Trujillo, entourée d'impressionnantes ruines archéologiques,
comme Chan-Chan la citadelle de boue la plus grande au monde, est
une ville romantique qui a su conjuguer les réminiscences
coloniales avec les nuances caractéristiques des villes modernes.
Capitale du département de La Libertad, Trujillo se trouve
sur la côte nord du Pérou, à 550 km de Lima
ou à 50 minutes de vol.
Fondée en 1534 par le conquistador Diego de Almagro, la ville
de l'éternel printemps monte avec fierté ses bâtisses
et églises coloniales. Entre elles ressortent la bâtisse
de Ganoza Chopitea, à la porte polychromée de style
baroque couronné d'un fronton rococo et de deux lions, la
maison de Mariscal Orbegoso, la maison de l'Emancipación
et beaucoup d'autres choses.
La Cathédrale, pour son architecture sobre et ses retables
de style baroque, La Merced et El Carmen, considérées
comme l'ensemble architectonique le plus important de la région,
doivent être visitées.
Et dans cette ville de bâtisses et de temples chargés
de nostalgie et de romantisme, on rend le culte à la danse
la plus importante du Pérou : la marinera.
Trujillo est considérée comme la capitale de la marinera
pour plusieurs raisons. Une d'elles est le Festival national de
la Marinera qui a lieu tous les ans à la fin du mois de janvier
et qui a commencé dans les années 50, grâce
à l'élan que lui donne le trujillien don Guillermo
Ganoza Vargas.
Le festival comprend le concours national de la marinera, une fête
pleine de jeunesse, de couleur et de beauté à laquelle
participent des couples venant des diverses villes du pays. Elles
ses rencontrent dans des catégories diverses dans le colisée
Gran Chimú de Trujillo.
Aujourd'hui, le Club Libertad organise le concours et est chargé
de maintenir la tradition. Pendant la fête de la marinera,
Trujillo se transforme est il n'est pas étrange de voir aux
coins des rues des danseurs spontanés qui débordent
d'élégance.
Durant les jours de fête, on peut apprécier le plus
beau de la danse. Quand elle a lieu dans un petit salon on remarque
les mouvements contenus et l'accompagnement du cajon, de la guitare
et du chant. Les costumes sont dans ces cas là très
simples.
Quand les couples dansent dans le colisée les mouvements
sont plus amples et on note la structure de la chorégraphie.

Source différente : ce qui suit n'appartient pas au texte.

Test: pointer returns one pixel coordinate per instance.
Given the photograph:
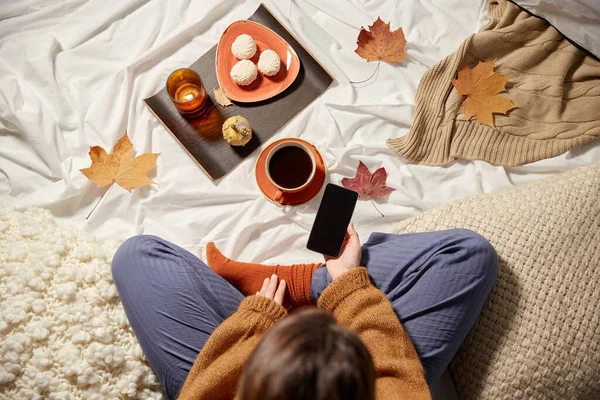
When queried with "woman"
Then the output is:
(433, 283)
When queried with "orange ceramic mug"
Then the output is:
(290, 166)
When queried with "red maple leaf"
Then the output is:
(368, 186)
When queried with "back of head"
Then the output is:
(308, 356)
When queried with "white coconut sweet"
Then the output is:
(243, 72)
(269, 63)
(243, 47)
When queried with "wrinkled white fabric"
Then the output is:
(73, 73)
(579, 20)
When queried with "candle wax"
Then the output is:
(187, 92)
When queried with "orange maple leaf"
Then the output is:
(380, 44)
(481, 86)
(119, 166)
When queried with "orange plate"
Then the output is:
(269, 190)
(264, 87)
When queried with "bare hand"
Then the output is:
(271, 290)
(349, 257)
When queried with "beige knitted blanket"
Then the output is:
(555, 86)
(538, 336)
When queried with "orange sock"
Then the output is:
(248, 277)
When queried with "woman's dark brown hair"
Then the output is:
(308, 356)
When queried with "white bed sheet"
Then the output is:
(73, 73)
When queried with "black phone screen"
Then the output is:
(331, 222)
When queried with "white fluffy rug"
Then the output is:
(64, 334)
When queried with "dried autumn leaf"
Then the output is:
(380, 44)
(222, 98)
(368, 186)
(119, 167)
(481, 85)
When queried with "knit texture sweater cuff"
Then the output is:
(253, 305)
(352, 280)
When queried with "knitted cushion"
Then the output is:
(538, 336)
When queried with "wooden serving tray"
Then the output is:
(202, 137)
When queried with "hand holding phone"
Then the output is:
(349, 257)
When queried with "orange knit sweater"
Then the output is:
(356, 304)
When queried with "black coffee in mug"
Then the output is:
(290, 167)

Le cajon et la guitare laissent la place aux clairons et aux tambours
des groupes de musique.
Le costume, qui consiste en une jupe ajustée à la
ceinture par de magnifiques volants pour les femmes, et d'un pantalon
noir, d'une chemise blanche et d'un chapeau de paille pour les hommes,
est beau et élégant.
La marinera s'habille aussi de fête en septembre pour le festival
international du printemps, un concours d'une semaine durant lequel
s'organisent différentes activités artistiques, entre
elles la danse représentative du Pérou, et dont le
plus grand moment est le corso des fleurs.